May be. Anyways, I think this discussion is not going anywhere. We both are repeating ourselves and it is not making any sense now so I will be dropping out of here now.


----------



## vignesh (Mar 14, 2006)

I don`t think the OS is crippled but it will have a low audience..


----------



## knight17 (Mar 16, 2006)

> So what did the author of the original article say? He said exactly the same thing that someone will install Vista only if he is upgrading his hardware. Why were you disagreeing then? What was the point of that specific part of your post?



I think he told in such a manner that windows vista wont be loaded  on underpowerd machines.But as i have said you only have to sacrifice visual appeals of the OS if you are using a slow system.


----------



## rajesh_nk22 (Mar 16, 2006)

From the replies above it looks, linux users are against MS and they will always compain of new products from MS.

I dont know what people get by thinking bad of others.  If you dont like vista, dont use it man, go for linux, who stops u from doing that.

I dont hate linux, i am a linux fan, but i dont like someone call windows xp inferior than linux.


----------



## Satissh S (Mar 16, 2006)

@rajesh:
1. Nobody here is against Windows, we don't compell anyone to use Linux and avoid windows, the choice of course is that of the user.. 

2. It's microsoft which is making the fool of everyone in the world. They are promoting their usual FUD (Fear Uncertainity and Doubt) campaign against linux, and of-course their usual TCO campaign. 
We don't gain by getting any bad of others but M$ is doing all this to maintain a monopoly and strangle hold of the market.
See: proof of M$'s bad monopolistic behaviour in the haloween documents' link given above.

3. 





> but i dont like someone call windows xp inferior than linux


Truth is bitter and truth is truth.. you have to accept it.
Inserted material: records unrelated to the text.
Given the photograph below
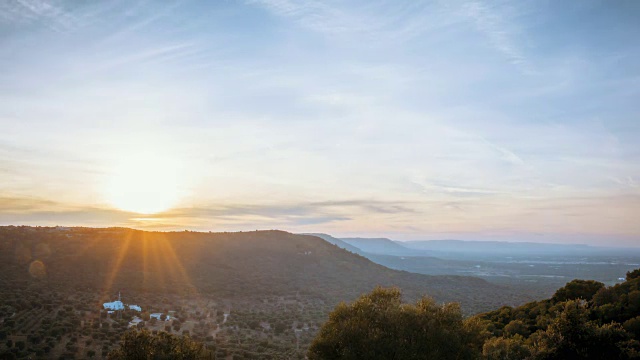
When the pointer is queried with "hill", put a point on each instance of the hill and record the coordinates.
(379, 246)
(239, 265)
(339, 243)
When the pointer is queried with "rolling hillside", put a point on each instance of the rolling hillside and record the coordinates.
(379, 246)
(228, 265)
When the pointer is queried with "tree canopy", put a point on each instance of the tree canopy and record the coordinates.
(583, 320)
(143, 345)
(379, 326)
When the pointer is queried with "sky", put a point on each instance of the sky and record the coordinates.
(478, 120)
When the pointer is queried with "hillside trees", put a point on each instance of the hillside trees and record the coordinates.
(379, 326)
(142, 345)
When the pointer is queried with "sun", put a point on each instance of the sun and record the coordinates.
(144, 184)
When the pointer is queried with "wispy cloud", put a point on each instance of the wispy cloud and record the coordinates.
(502, 34)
Any unix, let alone linux is any day better than Dos and Windows.


----------



## knight17 (Mar 16, 2006)

eddie said:
			
		

> No!!! I am saying that if I don't have the hardware then why should I use it in some compatibility mode? It just makes it crippled and why should I pay for it?
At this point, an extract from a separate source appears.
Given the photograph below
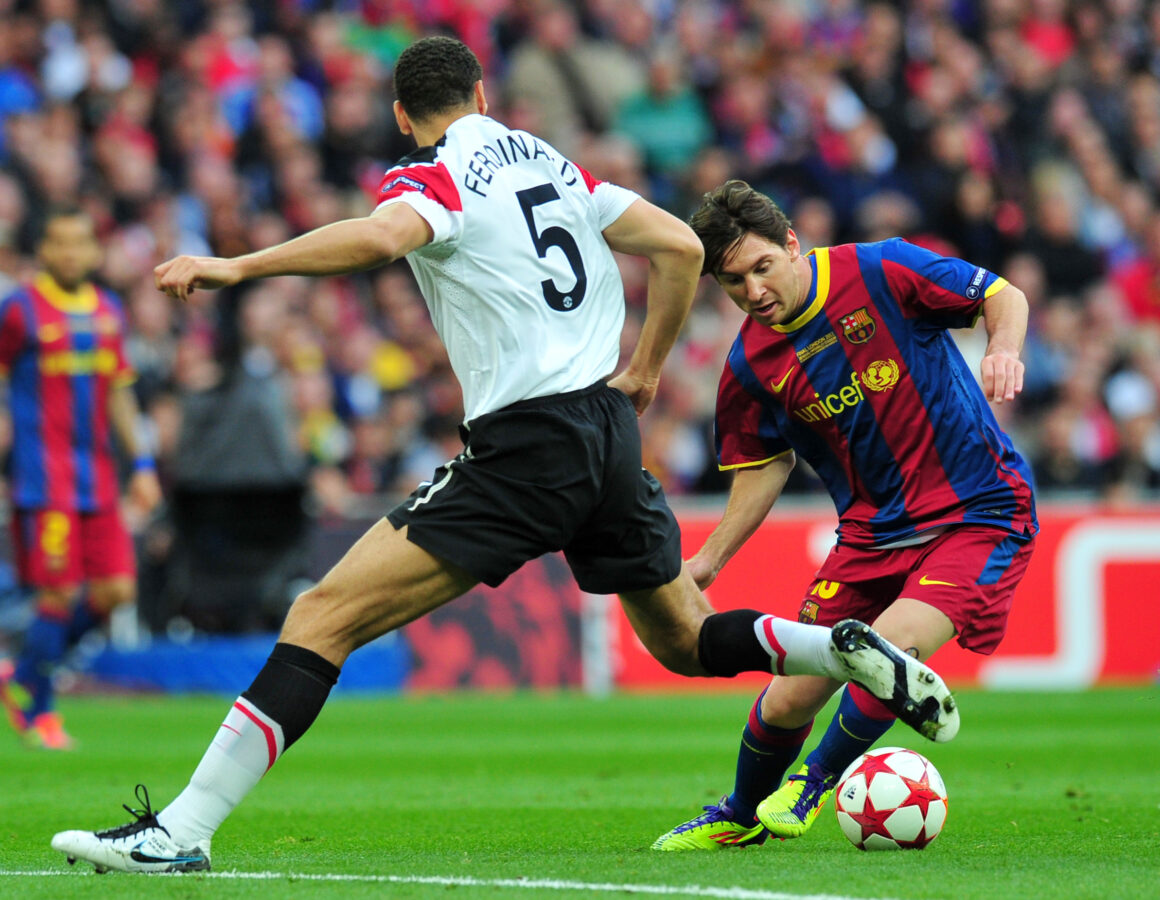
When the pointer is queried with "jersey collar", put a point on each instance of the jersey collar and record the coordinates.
(79, 302)
(819, 291)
Suppose you have a game which supports playing it via a gamepad,and you dont have one then can you call it as a crippled one ?



			
				eddie said:
			
		

> It is common business? Ever thought that if your dad was doing some small business and a big businessman forced him out of it cos of false cases, then what will happen? If you see your family struggling to meet their basic needs cos of that one man...will you say the same thing at that time as well? I wonder...



Microsoft also was once a small company which only have less than 50 employees,Now after 30 years it has conquerd the whole software world,They have 50.000+ employees across the globe now.They worked hard So they are in the current position.


----------



## eddie (Mar 19, 2006)

knight17 said:
			
		

> Suppose you have a game which supports playing it via a gamepad,and you dont have one then can you call it as a crippled one?


If I don't have a gamepad and I still go out to buy this game, then use it using it in some compatibility mode which reduces its functionality to less than 50%, then the game becomes crippled for me. Isn't it? Why should I pay for this crippled game then? This was the point of the author of the article as well. He wanted to tell you that people will not buy vista until they are upgrading their PC. What was so wrong in that? I don't understand...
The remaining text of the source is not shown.